Tech execs fear future with AI: ‘I don’t know where optimism would spring from’

Next week, President Biden is set to reveal a comprehensive executive order focused on artificial intelligence. However, influential technology figures cautioned on Thursday that this should only be considered as a initial step and much more must be done to safeguard society from the effects of AI on employment, surveillance, and democracy.

Meredith Whittaker, president of the Signal Foundation, expressed doubts about the source of optimism and described it as a desolate landscape at The Washington Post’s AI summit. She also noted that the incentives currently in place do not prioritize the social good.

Alexandr Wang, the CEO and creator of Scale AI, issued a cautionary statement about the potential risks of using underdeveloped AI technology in military operations. Last year, Scale was awarded a $249 million contract to supply various AI capabilities to the Defense Department. In addition to this contract, Scale’s clientele includes the Army, Air Force, the Marine Corps University, and Oshkosh, a manufacturer of military vehicles.

The speaker expressed concern that a potentially hazardous AI system may be hastily deployed in military settings, posing significant risks to soldiers. He believes it is important to consider the difference between mature and overly hyped AI technology.

The executive order from Biden is anticipated to alleviate immigration obstacles for highly skilled employees and mandate that advanced AI models undergo evaluations prior to being utilized by federal employees. However, despite the long-awaited action from the federal government, the executives expressed apprehension about the potential impact of AI in the future.

“It is a cause for great concern,” expressed Whittaker. “We are at a disadvantage in terms of lobbying influence [from prominent technology companies] and our ability to sway decision-makers in Congress.”

The introduction of ChatGPT and other generative AI tools has brought about swift progress in artificial intelligence and has heightened global anxiety over its potential impact on society.
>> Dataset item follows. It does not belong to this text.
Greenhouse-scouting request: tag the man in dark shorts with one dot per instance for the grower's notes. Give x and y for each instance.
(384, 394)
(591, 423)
Leaders are also showing growing worry about its effect on democracy worldwide, particularly as the world approaches a crucial year for elections.

According to Frances Haugen, a former Facebook employee and co-founder of Beyond the Screen, the advancement of technology has been incredibly fast and we should not underestimate its impact by labeling it as a mere “toy.”

The speaker believes that this attitude is risky, as it simply states that this is a temporary trend. She mentions that there are advancements in using structured reasoning, and we should not ignore the possibility that this could pose a threat.

In the meantime, Senator Charles E. Schumer (D-N.Y.), who has increased the Senate’s focus on AI through hosting private forums, shared a similar view. The executive branch is taking regulatory action but it is widely acknowledged that the ultimate solution lies in legislation, according to Schumer.

Biden’s principal science advisor, Arati Prabhakar, agreed with the statement. She stated, “The majority leader is absolutely right… There is no doubt that further resources will be necessary.” Prabhakar, who heads the Office of Science and Technology Policy at the White House, made these remarks.

Prabhakar emphasized the importance of individuals fulfilling their duties and commitments. She stressed that the choices we make regarding AI will have a long-lasting impact on the future.